A McDowell Group study commissioned by the Prince William Sound Aquaculture Corporation in September estimates the value of the region’s farmed fish, primarily pink salmon, at almost $125 million per year.

This is no doubt the PWSAC hatcheries have created a sizable fishery where there was only a marginal one.

“Five hatcheries in Prince William Sound (PWS), Alaska release more than 500 million juvenile pink salmon each year, constituting one of the largest salmon hatchery programs in the world,” University of Washington fisheries scientist Ray Hillborn and now retired state fisheries biologist Doug Eggers observed way back in 2000.

“Before the program was initiated in 1974, pink salmon catches were very low, averaging 3 million fish per year between 1951 and 1979.”

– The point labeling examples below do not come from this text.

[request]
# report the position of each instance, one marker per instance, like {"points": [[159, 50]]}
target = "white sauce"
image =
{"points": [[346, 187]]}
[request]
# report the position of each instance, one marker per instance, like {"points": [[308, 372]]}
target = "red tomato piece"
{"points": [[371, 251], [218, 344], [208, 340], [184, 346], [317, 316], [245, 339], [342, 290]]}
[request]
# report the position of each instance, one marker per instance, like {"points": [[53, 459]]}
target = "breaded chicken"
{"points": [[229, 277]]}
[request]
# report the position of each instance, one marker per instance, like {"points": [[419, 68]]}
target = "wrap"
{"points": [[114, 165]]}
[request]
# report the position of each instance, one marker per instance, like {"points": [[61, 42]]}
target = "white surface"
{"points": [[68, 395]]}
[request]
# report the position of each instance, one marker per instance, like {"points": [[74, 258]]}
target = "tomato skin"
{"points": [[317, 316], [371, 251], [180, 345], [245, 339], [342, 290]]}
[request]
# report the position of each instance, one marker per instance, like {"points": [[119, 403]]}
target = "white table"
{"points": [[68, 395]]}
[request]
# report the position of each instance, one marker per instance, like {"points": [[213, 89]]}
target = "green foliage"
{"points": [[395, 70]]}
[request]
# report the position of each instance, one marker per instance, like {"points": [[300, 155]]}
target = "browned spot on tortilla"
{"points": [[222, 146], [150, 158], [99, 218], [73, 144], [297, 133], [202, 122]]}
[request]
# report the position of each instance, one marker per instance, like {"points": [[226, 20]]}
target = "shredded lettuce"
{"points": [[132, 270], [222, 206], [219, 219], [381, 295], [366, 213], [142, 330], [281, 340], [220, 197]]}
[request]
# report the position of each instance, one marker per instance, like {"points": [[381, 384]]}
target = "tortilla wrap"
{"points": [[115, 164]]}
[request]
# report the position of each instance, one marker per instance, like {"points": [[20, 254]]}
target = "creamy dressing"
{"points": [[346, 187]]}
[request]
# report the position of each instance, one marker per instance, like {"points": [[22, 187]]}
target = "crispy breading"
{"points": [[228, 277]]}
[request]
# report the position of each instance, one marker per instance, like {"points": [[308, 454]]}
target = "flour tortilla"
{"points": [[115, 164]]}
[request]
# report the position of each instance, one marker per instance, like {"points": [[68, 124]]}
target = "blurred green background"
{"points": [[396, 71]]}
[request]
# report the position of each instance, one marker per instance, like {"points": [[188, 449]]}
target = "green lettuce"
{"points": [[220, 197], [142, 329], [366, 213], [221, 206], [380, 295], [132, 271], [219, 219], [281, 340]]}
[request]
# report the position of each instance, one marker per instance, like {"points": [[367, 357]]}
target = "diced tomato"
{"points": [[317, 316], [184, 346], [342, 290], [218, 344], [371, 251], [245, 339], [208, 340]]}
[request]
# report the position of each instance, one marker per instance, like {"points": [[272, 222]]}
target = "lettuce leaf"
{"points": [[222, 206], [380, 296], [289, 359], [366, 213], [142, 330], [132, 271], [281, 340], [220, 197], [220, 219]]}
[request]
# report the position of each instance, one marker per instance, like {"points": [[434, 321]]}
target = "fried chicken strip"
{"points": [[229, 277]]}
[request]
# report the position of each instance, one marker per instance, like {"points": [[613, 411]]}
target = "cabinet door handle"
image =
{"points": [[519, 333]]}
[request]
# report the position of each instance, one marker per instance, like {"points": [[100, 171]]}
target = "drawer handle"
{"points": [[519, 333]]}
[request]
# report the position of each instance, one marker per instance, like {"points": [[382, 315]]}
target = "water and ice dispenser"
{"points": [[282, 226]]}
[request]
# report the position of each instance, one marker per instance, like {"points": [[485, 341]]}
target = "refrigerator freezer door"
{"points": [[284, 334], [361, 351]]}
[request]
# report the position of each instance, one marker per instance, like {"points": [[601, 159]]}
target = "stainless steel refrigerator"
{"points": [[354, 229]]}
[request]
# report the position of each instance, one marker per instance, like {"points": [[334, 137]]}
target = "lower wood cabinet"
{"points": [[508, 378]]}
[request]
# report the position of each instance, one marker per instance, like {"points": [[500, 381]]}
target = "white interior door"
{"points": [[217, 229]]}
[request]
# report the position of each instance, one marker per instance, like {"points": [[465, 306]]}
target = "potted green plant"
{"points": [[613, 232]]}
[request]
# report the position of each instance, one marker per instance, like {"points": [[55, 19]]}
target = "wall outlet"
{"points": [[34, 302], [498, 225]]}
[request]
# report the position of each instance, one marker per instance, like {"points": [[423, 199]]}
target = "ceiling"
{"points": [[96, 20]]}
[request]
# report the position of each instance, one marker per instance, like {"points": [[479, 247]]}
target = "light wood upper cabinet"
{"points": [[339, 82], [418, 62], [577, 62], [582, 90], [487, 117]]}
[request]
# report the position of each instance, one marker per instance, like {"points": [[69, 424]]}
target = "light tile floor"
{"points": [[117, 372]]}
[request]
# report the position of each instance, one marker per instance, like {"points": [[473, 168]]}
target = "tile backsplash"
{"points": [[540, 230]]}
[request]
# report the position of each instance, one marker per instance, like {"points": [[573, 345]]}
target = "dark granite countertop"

Harvests these days average about 45 million pinks per year, a 15-fold increase over the historic catch, according to the Alaska Department of Fish and Game (ADF&G). On top of that, the catch hit a record high of 92.6 million in 2013.

Prior to 1980, the entire statewide harvest rarely topped 100 million.

“Annual (statewide) commercial harvest levels in excess of 100 million salmon had only happened in six years (1918, 1934, 1936 to 1938, and 1941); only 6 percent of
the years prior to 1980,” according to the official state history of commercial fisheries.

For the Sound, the hatchery program has been a phenomenal success. As the 20th century was drawing to an end,  fisheries biologist Alex Werthemier and colleagues “concluded that pink salmon hatcheries in PWS provide a net gain of up to 25.3 million fish per year. They also noted that under certain worst case conditions there might be up to a 4.5 million annual wild stock yield loss due to hatchery releases. However, even under these conditions there still was a 20.8 million net gain in available pink salmon for fishery harvest in the region.”

As hatchery returns to the Sound continued to climb into the new millennium, however, questions arose both as to what millions of hatchery strays might be doing to the genetics of wild fish within PWS and what competition from the sheer volume of young pink salmon leaving the Sound might mean for other species of salmon.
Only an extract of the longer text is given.